Por ser cobrado pela excessiva produção racional, o humano se morre a cada instante em seu próprio tempo. Por se tornar quase um robô devido ao excesso de lógicas e resultados cobrados, passou a virar quase uma máquina, deixando assim de sentir as coisas e de se enxergar como humano.
Diferente dos animais, o humano altera o tempo, mas assim como os animais, não reconhece o tempo, já que por se tornar quase máquina, deixa de se ver como humano. O pior de tudo é que ele necessita dos instintos, mas nega constantemente a sua condição natural; torna-se um excelente produtor, mas por não se enxergar, aliena-se.
É no meio desse emaranhado todo que se encontra José Dinossauro High Tech. Ao mesmo tempo em que é humano (José), ele é também bicho (Dinossauro), mas também uma máquina (High Tech). Na verdade o que existe é uma interligação complexa entre o lado humano, o instinto e a produção racional.
Por outro lado, José não se reconhece como animal por achar que tem razão, e por isso mesmo, não aceita o Dinossauro de si mesmo. Ao mesmo tempo José não se pensa como humano por ter virado uma máquina que não o permite refletir sobre si e sentir a vida de forma contemplativa.
José é o retrato mais fiel do humano na contemporaneidade. Um animal doente por acreditar em uma razão doente a qual termina por torná-lo um humano doente. Um bicho que quer gritar, um humano que quer admirar, mas que não grita, nem admira, vivendo submetido às tarefas racionais e desumanizantes.
Um ser cheio de culpas por não aceitar os deslizes provocados pelos seus inevitáveis instintos; um ser cheio de ansiedades por exigir os resultados de forma demasiada; um ser que não se admira, nem se conforta em sua condição humana capaz de contemplar, de admirar, por viver na amarga ilusão de um futuro.

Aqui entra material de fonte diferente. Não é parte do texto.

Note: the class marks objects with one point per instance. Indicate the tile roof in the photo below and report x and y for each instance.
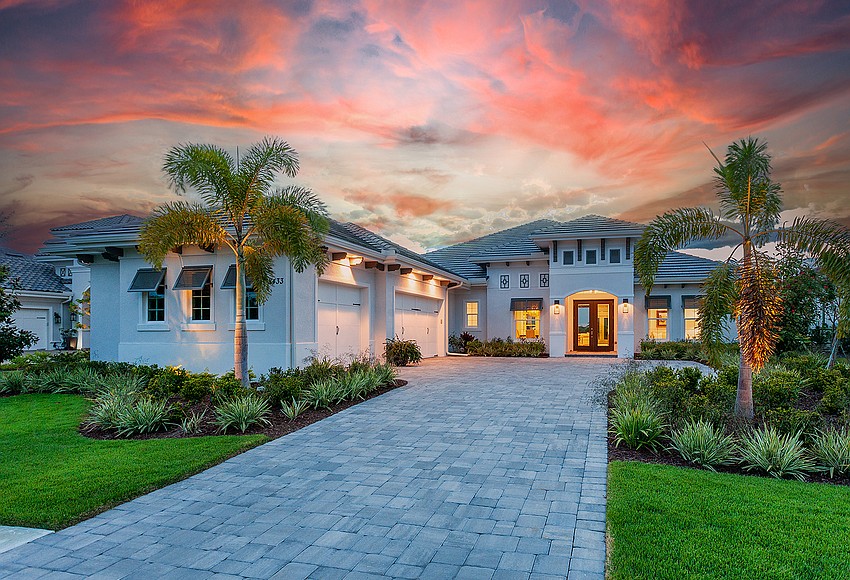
(103, 224)
(516, 239)
(29, 274)
(358, 234)
(591, 226)
(680, 266)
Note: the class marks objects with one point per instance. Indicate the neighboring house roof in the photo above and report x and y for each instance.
(25, 273)
(678, 266)
(515, 240)
(103, 224)
(596, 226)
(360, 235)
(130, 224)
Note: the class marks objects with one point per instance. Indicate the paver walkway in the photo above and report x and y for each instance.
(480, 468)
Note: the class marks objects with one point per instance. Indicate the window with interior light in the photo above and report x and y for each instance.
(527, 324)
(657, 312)
(690, 305)
(472, 314)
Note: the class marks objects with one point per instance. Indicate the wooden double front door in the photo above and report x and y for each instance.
(593, 326)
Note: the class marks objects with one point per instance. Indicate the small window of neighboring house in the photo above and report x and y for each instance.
(252, 305)
(472, 314)
(151, 284)
(197, 280)
(526, 317)
(657, 313)
(690, 305)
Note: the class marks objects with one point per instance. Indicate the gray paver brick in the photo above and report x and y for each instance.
(460, 474)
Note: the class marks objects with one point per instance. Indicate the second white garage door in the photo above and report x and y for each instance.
(35, 320)
(341, 320)
(418, 318)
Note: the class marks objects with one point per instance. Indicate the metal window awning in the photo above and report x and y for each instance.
(147, 280)
(661, 302)
(526, 304)
(229, 282)
(193, 278)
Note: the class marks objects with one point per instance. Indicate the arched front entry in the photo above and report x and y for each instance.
(591, 324)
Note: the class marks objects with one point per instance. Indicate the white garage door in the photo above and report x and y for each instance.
(35, 320)
(418, 318)
(340, 320)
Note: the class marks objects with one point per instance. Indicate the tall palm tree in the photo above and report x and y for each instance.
(750, 204)
(241, 211)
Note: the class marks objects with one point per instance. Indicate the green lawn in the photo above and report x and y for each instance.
(51, 476)
(671, 522)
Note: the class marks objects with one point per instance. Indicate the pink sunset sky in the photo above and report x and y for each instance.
(429, 122)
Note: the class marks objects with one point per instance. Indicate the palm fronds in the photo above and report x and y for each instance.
(671, 231)
(177, 223)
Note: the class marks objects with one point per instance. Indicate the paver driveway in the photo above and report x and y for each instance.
(480, 468)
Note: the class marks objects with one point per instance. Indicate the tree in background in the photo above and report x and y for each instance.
(13, 341)
(750, 204)
(241, 212)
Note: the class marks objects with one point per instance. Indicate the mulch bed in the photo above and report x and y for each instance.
(665, 457)
(280, 425)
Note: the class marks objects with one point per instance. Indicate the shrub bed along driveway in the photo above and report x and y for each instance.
(479, 468)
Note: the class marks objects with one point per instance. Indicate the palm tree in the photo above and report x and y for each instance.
(239, 211)
(750, 207)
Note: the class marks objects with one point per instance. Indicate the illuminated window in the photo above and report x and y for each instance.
(527, 323)
(657, 312)
(690, 304)
(155, 304)
(472, 314)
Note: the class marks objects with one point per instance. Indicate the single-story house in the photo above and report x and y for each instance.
(43, 295)
(570, 284)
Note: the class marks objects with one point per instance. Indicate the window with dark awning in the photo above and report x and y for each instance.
(147, 280)
(229, 282)
(658, 302)
(520, 304)
(193, 278)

José Dinossauro High Tech é um ser que apedreja um cachorro na rua por acreditar que ele não sente por que não é gente e não tem razão, mas que por ser robótico, consegue reproduzir os discursos cobrados pela sociedade e exige da humanidade um maior cuidado com a natureza.
José Dinossauro High Tech é um ser angustiado, incapaz de pensar sobre si mesmo, apesar de produzir inúmeros artigos científicos nos congressos da vida. Um ser atormentado que procura o divã e sequer consegue chorar, pois a sua condição de máquina cobra dele uma força calculada e anti-humana.
Ele se acha bastante à frente da natureza por acreditar que é humano e por ter razão, mas não percebe que a sua racionalidade o torna um ser capaz de ficar muito atrás dos animais, ou seja, daqueles que ele afirma como inferiores por serem “irracionais”, afinal, é uma cabeça pensante perdida de si mesma.
O galo na casa do seu vizinho canta todos os dias às 04:30 da matina. José às vezes só consegue dormir às 05:00 por estar atormentado com tantas cobranças para o futuro e por ter acabado o seu remédio para a ansiedade. Já, já se acordará, saberá qual o dia, mas ao dormir, assim como todas as noites, não perceberá o tempo.